Baby kommt mit Muttermalen an 80 Prozent seines Körpers zur Welt

Yerevan - Seine Brüder nannten es "Schokolade im Gesicht": Der kleine Artyom Petrosyan aus Armenien ist fast an seinem ganzen Körper mit Muttermalen übersät.

Artyom Petrosyan trägt an großen Teilen seines Körpers Geburtsflecken.
Artyom Petrosyan trägt an großen Teilen seines Körpers Geburtsflecken.  © instagram.com/baby.boypanda

Sein gesamter Bauch und Rücken sind dunkelbraun gefärbt, und an seinen Beinchen und Ärmchen sowie im Gesicht trägt er jede Menge dunkler Flecken.

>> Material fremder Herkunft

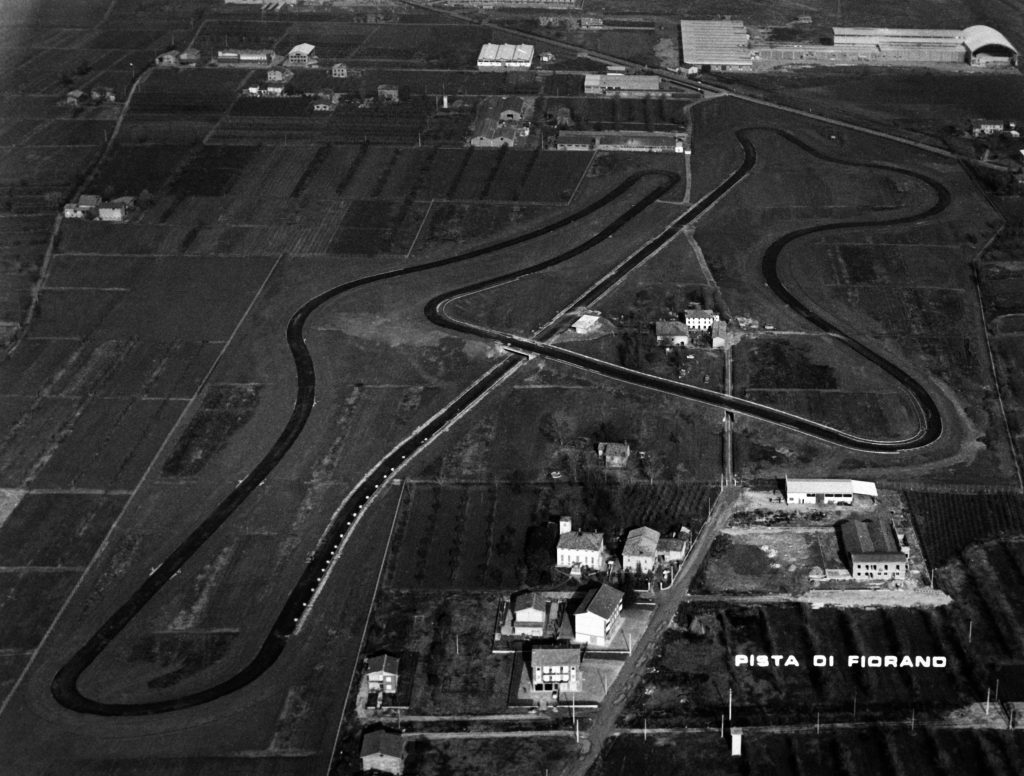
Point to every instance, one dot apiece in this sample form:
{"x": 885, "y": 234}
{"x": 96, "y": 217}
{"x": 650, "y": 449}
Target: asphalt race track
{"x": 65, "y": 684}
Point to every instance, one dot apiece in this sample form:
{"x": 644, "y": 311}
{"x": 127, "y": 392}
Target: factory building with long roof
{"x": 717, "y": 45}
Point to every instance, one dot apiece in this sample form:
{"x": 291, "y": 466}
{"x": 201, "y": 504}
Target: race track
{"x": 65, "y": 684}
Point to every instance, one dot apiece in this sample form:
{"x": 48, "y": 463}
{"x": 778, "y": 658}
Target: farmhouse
{"x": 716, "y": 45}
{"x": 170, "y": 58}
{"x": 86, "y": 206}
{"x": 555, "y": 669}
{"x": 981, "y": 127}
{"x": 529, "y": 614}
{"x": 387, "y": 93}
{"x": 613, "y": 455}
{"x": 503, "y": 56}
{"x": 382, "y": 674}
{"x": 826, "y": 490}
{"x": 498, "y": 122}
{"x": 672, "y": 549}
{"x": 303, "y": 55}
{"x": 871, "y": 550}
{"x": 115, "y": 212}
{"x": 597, "y": 615}
{"x": 383, "y": 750}
{"x": 672, "y": 333}
{"x": 640, "y": 550}
{"x": 700, "y": 320}
{"x": 620, "y": 83}
{"x": 579, "y": 548}
{"x": 586, "y": 324}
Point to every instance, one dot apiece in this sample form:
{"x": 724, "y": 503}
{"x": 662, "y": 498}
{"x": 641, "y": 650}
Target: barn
{"x": 827, "y": 490}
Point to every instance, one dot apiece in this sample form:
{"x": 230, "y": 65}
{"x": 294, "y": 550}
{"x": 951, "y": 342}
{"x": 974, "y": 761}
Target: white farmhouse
{"x": 597, "y": 615}
{"x": 640, "y": 550}
{"x": 700, "y": 320}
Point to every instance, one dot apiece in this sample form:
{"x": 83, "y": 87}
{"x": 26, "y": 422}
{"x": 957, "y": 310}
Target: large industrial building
{"x": 724, "y": 45}
{"x": 977, "y": 46}
{"x": 827, "y": 490}
{"x": 716, "y": 45}
{"x": 500, "y": 56}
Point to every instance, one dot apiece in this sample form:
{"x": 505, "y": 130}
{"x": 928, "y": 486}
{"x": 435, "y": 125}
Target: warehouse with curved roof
{"x": 988, "y": 46}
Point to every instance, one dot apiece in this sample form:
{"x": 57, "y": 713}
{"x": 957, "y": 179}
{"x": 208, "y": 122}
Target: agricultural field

Der kleine Artyom kam mit einer ungewöhnlich stark ausgeprägten Form von sogenanntem "Naevus" auf die Welt. Das heißt, auf seiner Haut haben sich extrem viele Geburts- beziehungsweise Muttermale gebildet - in diesem Fall sind rund 80 Prozent seines Körpers betroffen.

An sich sind all diese Flecken nicht unbedingt gefährlich oder schädlich für das Kind. Doch laut seinen Ärzten müsse der Säugling mit dem erheblich gesteigerten Risiko leben, dass er früher oder später Hautkrebs bekommt.

Zusätzlich litt der Kleine auch noch an einer sogenannten "Spina bifida", also einer Fehlbildung in der Wirbelsäule. Deshalb musste er bereits eine 90-minütige Operation über sich ergehen lassen, während der sein Rücken korrigiert wurde.

Wie die britische Zeitung "The Sun" berichtet, wurde den beiden Eltern Mariam (26) und Taron Petrosyan (28) sogar angeboten, dass sie ihr Baby einfach im Krankenhaus lassen könnten, falls sie nicht mit ihm zurechtkommen sollten. Denn es sei unklar, wie lange der Neugeborene überhaupt überleben würde. 

Die beiden waren schockiert und lehnten dieses absurd klingende Angebot sofort ab. Seitdem lebt Artyom zu Hause mit seinen Eltern und seinen beiden älteren Brüdern.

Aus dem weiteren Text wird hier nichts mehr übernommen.